There are many organizations and websites which give people ways to help out just by doing things a bit differently each day. There are also drives to try and get governments and businesses to set strict standards about how much fuel they burn and to try and find alternate means of providing people and industry with power and heat. The most important of these so far has been the Kyoto Protocol, which aimed to try and reduce emissions enough to curb the rapid temperature rise.
However complying with its guidelines means that things would have to change and those in power are reluctant to change without 'absolute proof' as they fear serious economic repercussions. However as researchers point out, the very definition of the future means that we cannot ever know exactly what will happen. We can predict what is more likely and be fairly confidant, but no one can give absolute proof with regards to future events. All we can do is try to act on the knowledge we do have and plan as best as possible for possible events.
For the skeptics
To state today that one does not believe in global warming at all is not really a reasonable statement to make. Of course it can be made, but like saying that the earth is the centre of universe, it goes against everything we know. Almost the same can be said for those who do not believe humans are the major cause. The more evidence that points toward it, the more denying it seems counter-productive.
In 1989 the Global Climate Coalition was formed by 46 of the world's biggest multi-national corporations. The companies represent all aspects of the worlds industries and championed themselves as a "voice for business in the global warming debate." The group funded many studies, which were mostly dismissed by the scientific community as being deeply flawed, to try and show that the Kyoto Protocol was pointless and indeed even detrimental. They even launched a marketing campaign to get companies to boycott the protocol, saying that although global warming was real, it was far too expensive to do anything about it. Yet since 1997 major corporations have been leaving the coalition. It started with British Petroleum who were then followed by the likes of DaimlerChrysler, Texaco and General Motors. When even companies like that start to change their stance, you know something must be up. However the coalition remains a well organized, well funded and active organization.
There are also other organizations claiming that the science used to back up the IPCC reports is not to be trusted and that either global warming does not exist, or it is actually good for the earth, or that we are not to blame. All these organizations are based in the US and many of the major ones are funded by the Western Fuels Association, so you can probably conclude for yourself why they want everyone to keep burning coal and oil.
The story of global warming is one of the biggest events in human fields of study from climatology to geography to industry. We are in a unique position to study the causes and effects of past and present climate change and to do something about the problems we and the environment face.

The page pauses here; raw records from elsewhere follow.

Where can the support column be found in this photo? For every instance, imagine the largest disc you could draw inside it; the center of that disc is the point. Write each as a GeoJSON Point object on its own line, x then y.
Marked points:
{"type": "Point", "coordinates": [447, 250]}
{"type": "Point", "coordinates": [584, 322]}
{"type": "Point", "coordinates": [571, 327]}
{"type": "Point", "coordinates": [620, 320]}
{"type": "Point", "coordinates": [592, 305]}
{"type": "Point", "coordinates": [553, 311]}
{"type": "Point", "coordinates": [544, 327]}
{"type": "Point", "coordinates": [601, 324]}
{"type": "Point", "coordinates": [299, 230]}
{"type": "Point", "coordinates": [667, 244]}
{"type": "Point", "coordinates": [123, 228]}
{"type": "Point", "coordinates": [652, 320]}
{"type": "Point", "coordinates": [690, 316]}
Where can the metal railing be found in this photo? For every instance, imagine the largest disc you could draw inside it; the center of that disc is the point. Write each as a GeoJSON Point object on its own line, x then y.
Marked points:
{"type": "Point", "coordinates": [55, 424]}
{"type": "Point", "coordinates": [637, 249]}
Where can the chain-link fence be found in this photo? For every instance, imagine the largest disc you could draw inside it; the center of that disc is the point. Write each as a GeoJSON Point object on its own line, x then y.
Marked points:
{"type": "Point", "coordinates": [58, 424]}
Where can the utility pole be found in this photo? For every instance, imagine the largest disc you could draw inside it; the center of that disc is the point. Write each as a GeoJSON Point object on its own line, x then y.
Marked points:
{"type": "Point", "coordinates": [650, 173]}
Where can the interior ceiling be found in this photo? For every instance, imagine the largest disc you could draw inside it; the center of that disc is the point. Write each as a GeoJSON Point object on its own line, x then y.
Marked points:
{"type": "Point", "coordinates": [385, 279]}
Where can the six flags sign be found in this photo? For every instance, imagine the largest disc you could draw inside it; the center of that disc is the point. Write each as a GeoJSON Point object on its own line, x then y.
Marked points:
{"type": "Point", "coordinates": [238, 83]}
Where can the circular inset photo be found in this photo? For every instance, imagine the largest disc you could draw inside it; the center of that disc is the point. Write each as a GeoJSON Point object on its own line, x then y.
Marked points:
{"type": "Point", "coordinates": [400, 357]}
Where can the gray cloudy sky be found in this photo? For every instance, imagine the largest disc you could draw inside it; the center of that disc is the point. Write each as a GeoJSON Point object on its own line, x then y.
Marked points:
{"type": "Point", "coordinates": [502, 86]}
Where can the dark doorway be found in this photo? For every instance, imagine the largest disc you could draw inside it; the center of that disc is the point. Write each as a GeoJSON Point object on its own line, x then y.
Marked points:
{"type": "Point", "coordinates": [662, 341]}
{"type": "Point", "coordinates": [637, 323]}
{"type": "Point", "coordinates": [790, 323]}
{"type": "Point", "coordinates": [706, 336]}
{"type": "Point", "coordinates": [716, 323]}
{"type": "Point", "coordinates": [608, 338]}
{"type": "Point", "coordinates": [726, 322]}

Everything that we learn about our world helps us to better understand it and place ourselves in its future. Regardless of what harm you believe they do, the burning of fossil fuels cannot go on forever, they are simply not renewable. The research that is being done with regards to global warming can help us come up with better ways to manage our resources, better ways to predict the weather and climate and better ways to protect the fauna and flora of the earth. Although even the more dire predictions will probably not affect any of our lifetimes directly, what we leave behind for our children is determined now.